Replying to two points form Karl. First, Karl writes: "Given we have seen chip manufacturers placing hidden hardware backdoors in common microcontrollers, it seems like the use of almost any voting machine would severely undermine the intent of democracy, unless the contents are presented for full public review." Just to clarify a factual matter. The breach of the Coffee County elections building consisted of multiple intrusions in Jan 2021, each performed by a different operative or operatives. The very first intrusion, on January 7, 2021, involved (among others) four employees of Atlanta-based cyber forensics firm Sullivan Strickler. I confirmed with computer security expert for the plaintiffs Kevin Skoglund that THAT team -- I'm unsure about the later operatives -- did NOT copy any firmware from the voting computers. Seems to me ALL the operatives were moreso after operating systems, software, higher-level code, but I've only confirmed that for SullivanStrickler and their Jan 7 2021 intrusion. Second, Karl writes: "The cryptographic software communities have developed working examples of transparent voting protocols for decades now, in the hopes of these things being adopted by governments." I would appreciate any hyperlinks to these communities. I think the source code for any voting computers -- say, robustly audited optical scanners processing handmarked paper ballots -- needs to be free/open software, fully available to public inspection, always. How to get from where we are now, to there, is a difficult question. Doug
Date: Thu, 22 Jun 2023 14:54:46 -0400 From: "Undescribed Horrific Abuse, One Victim & Survivor of Many" <gmkarl@gmail.com> Cc: Cypherpunks <cypherpunks@lists.cpunks.org> Subject: Re: New by me at BradBlog/BradCast: Elections breach cover-up in rural town with national implications Message-ID: <CALL-=e6RefaD6mEfVqkVM2jtPmxEonQs8KRb6DLeS-eFeO4oDg@mail.gmail.com> Content-Type: text/plain; charset="UTF-8"

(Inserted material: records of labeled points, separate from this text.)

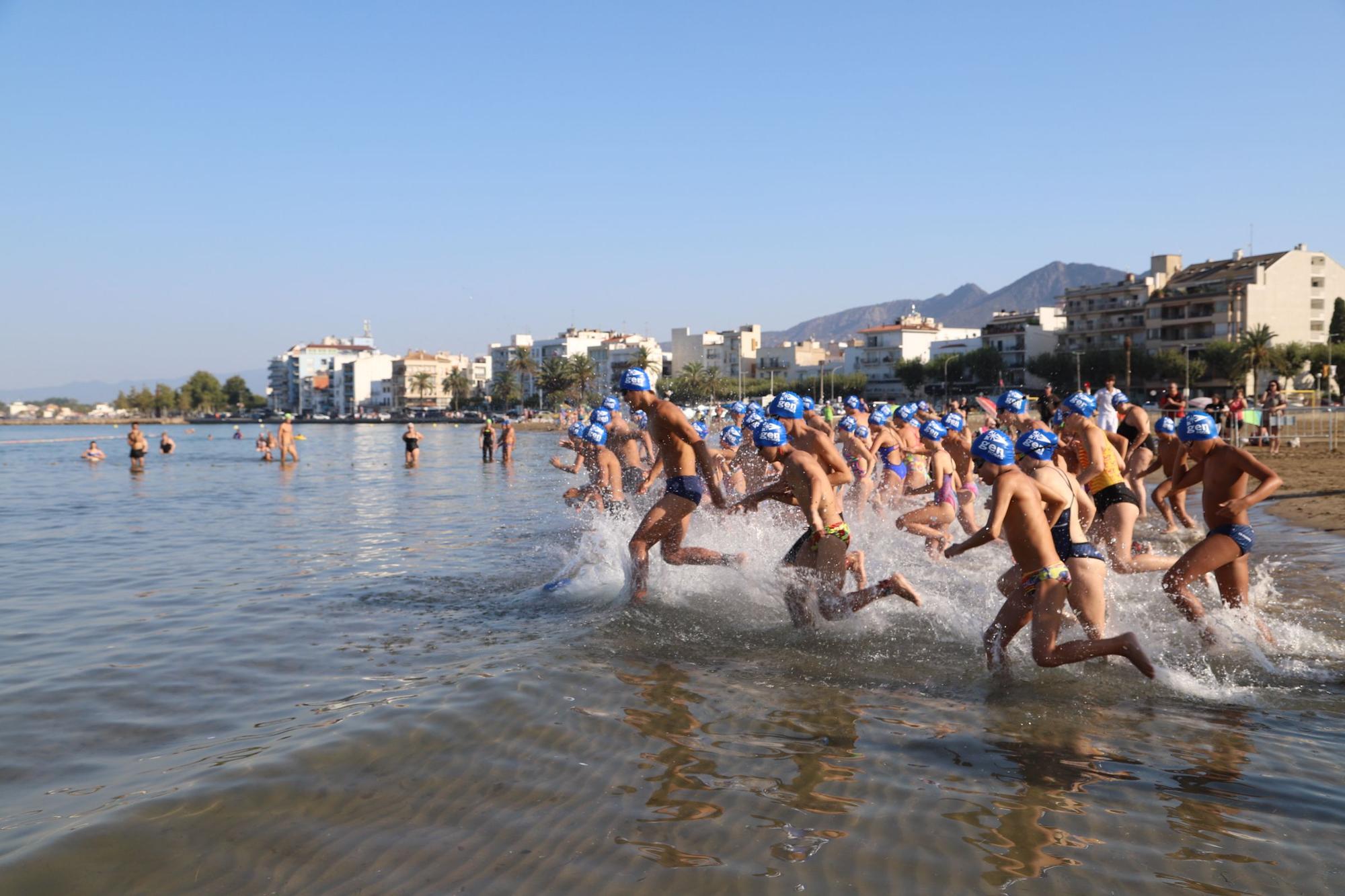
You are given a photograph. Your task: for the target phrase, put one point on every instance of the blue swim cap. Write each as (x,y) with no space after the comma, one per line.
(933,430)
(637,380)
(770,435)
(1081,404)
(1198,427)
(993,447)
(1012,400)
(787,405)
(1038,443)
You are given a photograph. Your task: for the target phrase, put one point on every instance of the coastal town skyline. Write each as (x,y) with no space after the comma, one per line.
(626,167)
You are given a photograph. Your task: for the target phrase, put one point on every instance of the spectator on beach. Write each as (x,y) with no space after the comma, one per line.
(1273,415)
(1174,404)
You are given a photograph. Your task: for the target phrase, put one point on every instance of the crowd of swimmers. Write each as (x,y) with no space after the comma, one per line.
(1065,497)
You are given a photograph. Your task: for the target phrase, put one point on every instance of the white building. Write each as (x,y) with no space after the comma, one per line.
(621,352)
(1292,292)
(731,352)
(880,350)
(353,382)
(1020,337)
(286,391)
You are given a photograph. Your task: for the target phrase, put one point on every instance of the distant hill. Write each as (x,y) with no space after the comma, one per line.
(95,391)
(968,306)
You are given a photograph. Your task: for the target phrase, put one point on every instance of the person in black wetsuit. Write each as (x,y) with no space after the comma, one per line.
(412,440)
(488,442)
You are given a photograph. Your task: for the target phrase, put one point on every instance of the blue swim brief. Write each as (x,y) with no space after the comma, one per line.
(1242,534)
(689,487)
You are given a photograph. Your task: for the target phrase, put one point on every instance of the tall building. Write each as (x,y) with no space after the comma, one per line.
(1104,315)
(287,376)
(1020,337)
(1292,292)
(419,380)
(731,352)
(880,350)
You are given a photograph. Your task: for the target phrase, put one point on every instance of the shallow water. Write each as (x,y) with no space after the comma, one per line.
(345,677)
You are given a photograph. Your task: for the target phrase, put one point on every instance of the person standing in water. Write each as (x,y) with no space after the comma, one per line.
(1016,510)
(287,439)
(1225,470)
(139,448)
(683,454)
(486,439)
(411,440)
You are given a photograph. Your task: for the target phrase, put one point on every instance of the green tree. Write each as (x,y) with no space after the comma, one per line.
(913,374)
(205,392)
(423,384)
(1256,350)
(555,377)
(237,392)
(457,385)
(166,400)
(584,376)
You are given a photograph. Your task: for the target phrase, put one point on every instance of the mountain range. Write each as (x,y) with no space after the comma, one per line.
(968,306)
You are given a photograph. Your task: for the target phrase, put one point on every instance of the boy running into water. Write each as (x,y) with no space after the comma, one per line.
(681,452)
(1223,469)
(828,538)
(1016,510)
(1168,458)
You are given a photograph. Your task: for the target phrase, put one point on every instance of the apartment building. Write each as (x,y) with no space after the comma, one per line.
(1022,335)
(880,350)
(1104,315)
(1292,292)
(731,352)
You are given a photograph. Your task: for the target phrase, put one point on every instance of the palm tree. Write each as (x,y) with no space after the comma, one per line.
(555,376)
(1256,352)
(423,382)
(458,384)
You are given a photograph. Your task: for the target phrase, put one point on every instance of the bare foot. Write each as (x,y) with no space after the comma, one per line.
(1135,653)
(898,584)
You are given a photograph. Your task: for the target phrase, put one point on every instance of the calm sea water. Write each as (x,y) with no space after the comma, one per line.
(344,676)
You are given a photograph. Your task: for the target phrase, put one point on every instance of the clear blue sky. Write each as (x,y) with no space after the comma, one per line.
(202,185)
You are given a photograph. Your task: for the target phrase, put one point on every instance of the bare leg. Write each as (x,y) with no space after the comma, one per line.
(1234,591)
(1208,556)
(1087,595)
(1118,529)
(1046,628)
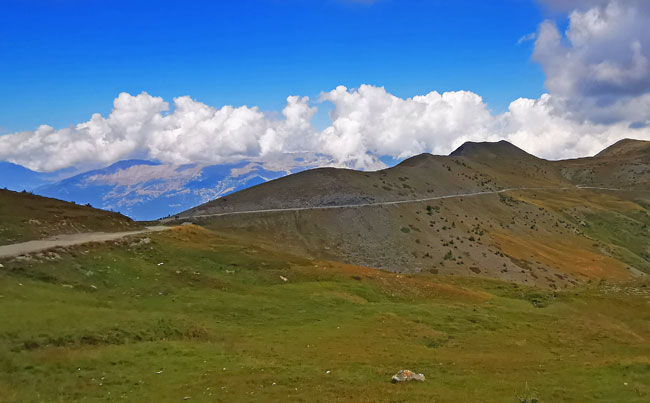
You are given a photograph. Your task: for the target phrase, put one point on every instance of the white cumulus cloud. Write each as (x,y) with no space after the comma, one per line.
(599,69)
(597,76)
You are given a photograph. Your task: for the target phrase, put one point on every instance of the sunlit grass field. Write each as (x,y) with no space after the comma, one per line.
(190,314)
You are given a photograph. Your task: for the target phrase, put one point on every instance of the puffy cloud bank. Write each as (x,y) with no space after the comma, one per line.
(598,77)
(599,69)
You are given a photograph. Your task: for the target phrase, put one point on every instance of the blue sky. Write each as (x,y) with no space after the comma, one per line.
(62,60)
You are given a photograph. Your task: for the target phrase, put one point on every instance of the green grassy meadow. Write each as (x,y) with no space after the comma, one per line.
(217,322)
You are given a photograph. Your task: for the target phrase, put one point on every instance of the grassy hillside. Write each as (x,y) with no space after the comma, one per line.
(217,322)
(25,217)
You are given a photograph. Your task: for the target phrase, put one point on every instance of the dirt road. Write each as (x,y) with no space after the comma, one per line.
(69,240)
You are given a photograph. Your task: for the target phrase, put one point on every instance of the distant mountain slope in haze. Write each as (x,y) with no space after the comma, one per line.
(147,190)
(550,233)
(475,167)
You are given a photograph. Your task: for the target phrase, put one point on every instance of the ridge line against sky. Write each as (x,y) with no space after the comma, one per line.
(597,77)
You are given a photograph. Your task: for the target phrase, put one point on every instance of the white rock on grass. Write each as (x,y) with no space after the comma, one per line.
(405,375)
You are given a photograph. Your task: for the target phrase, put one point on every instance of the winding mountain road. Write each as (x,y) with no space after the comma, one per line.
(78,239)
(69,240)
(384,203)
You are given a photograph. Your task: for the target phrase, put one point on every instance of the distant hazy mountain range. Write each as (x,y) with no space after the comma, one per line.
(146,190)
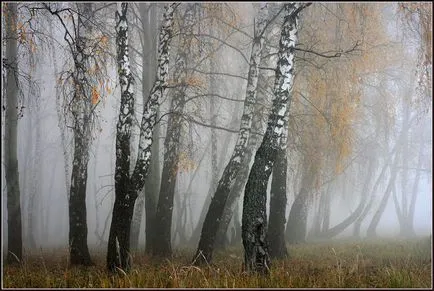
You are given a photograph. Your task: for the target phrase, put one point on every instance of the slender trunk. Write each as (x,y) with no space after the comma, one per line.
(79,251)
(241,180)
(276,226)
(82,118)
(148,198)
(215,211)
(254,220)
(296,226)
(15,241)
(371,232)
(337,229)
(126,187)
(162,236)
(197,230)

My attempt at my conventional thoughts and opinions:
- Given we have seen chip manufacturers placing hidden hardware backdoors in common microcontrollers, it seems like the use of almost any voting machine would severely undermine the intent of democracy, unless the contents are presented for full public review.
- The cryptographic software communities have developed working examples of transparent voting protocols for decades now, in the hopes of these things being adopted by governments. These are some of the same groups that have struggled as politics have heaved.
[sorry, i had a couple more items but I've forgotten them. i've only read a little bit of the article, it's intense, it's great to see]
It's notable that there are a number of different severely important things here. Many different important and dangerous topics are involved here at once. This can make it hard to integrate the material and possibly easier for partisan influences to change the story.